Another question for marketers to get to grips with is does size matter when it comes to selecting which influencer to work with? And what does this mean for B2B marketers and their global brand strategies?
7-year old Ryan made $22 million playing with his toys in the last 12 months. Yes, you read that right. $22 million. Playing with his toys! Regardless of how you feel about the rights and wrongs of this, by filming Ryan unboxing and playing with new toys, his parents have made him this year’s biggest YouTuber. He has over 17 million subscribers and his videos have been watched over 25 billion times. Most of his earnings come from pre-roll advertising, with the rest coming from sponsored posts. He has also just launched his own range of merchandise.
Influencer marketing is now very much part of the mainstream when it comes to marketing strategy. The size of the market is estimated to be $5bn globally, with 54% of this being spent on A-list celebrities. But how effective the strategy is remains up for debate. According to Zine, a company that works with both brands and influencers, companies are wasting over $2bn a year on “lacklustre” results. This is due to poor targeting, follower fraud (which has led to Unilever vowing to never work with influencers who purchase followers), and a disengaged audience. For example, only 0.3% of baby boomers claim to be influenced by influencers, with the majority of consumers saying they prefer influencers who produce authentic, engaging content.

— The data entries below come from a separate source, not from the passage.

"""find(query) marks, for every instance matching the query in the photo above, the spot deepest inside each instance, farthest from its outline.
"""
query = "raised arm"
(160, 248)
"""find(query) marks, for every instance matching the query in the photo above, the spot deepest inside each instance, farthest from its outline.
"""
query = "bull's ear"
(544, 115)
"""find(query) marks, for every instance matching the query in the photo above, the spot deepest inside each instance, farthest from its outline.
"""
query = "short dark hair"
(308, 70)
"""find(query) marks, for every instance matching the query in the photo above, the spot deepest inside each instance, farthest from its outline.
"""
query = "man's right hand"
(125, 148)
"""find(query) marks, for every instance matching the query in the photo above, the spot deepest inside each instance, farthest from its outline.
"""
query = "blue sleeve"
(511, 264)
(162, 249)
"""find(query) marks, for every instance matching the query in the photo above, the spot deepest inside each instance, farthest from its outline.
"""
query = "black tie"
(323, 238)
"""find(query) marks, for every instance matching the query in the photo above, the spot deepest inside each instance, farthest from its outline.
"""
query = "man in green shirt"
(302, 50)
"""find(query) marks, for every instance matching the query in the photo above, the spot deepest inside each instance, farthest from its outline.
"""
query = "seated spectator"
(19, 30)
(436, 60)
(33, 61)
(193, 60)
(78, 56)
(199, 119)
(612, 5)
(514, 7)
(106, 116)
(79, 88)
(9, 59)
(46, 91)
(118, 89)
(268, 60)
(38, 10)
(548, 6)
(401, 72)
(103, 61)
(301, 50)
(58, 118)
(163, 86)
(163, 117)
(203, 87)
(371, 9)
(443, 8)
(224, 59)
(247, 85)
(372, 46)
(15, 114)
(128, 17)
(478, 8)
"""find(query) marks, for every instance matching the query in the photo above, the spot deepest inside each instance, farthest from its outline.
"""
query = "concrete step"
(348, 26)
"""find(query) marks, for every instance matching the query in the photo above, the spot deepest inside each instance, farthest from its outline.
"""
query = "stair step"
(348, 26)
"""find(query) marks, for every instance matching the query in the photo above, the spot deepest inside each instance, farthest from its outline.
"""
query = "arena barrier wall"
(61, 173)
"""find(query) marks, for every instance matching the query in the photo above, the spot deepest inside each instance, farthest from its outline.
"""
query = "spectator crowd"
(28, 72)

What we are increasingly seeing is that size matters when it comes to influencer marketing, and not in the way you might think. Markerly, another influencer marketing platform, recently reported that micro-influencers, not those under the age of ten like young Ryan, but those with fewer than 1,000 followers, enjoyed the best ‘like’ rates and could be a more cost-effective solution for marketers. Nano-influencers are the next stage of this. These are typically social media users with a three-figure follower count that brands are beginning to value for their reach. The argument is you are more likely to act on something when it’s a personal connection advocating for it than you are if it’s a Kardashian or Rhianna.
For B2B brand strategy, I would argue that this isn’t news. B2B marketers have always known that quality over quantity always wins the day.
“It’s about reaching and influencing the decision makers,” suggests Brandigo’s China President, Mike Golden. “You could invest your marketing budget in one or two A-listers but if you’re a B2B brand and your objective is to generate sales, and the person who makes the purchasing decisions has no interest in the influencers you choose to partner with, then you have just wasted your time and money. But if you can find the influencer who has the ear of that person, even if they only have a handful of followers, your ROI is going to be much more positive.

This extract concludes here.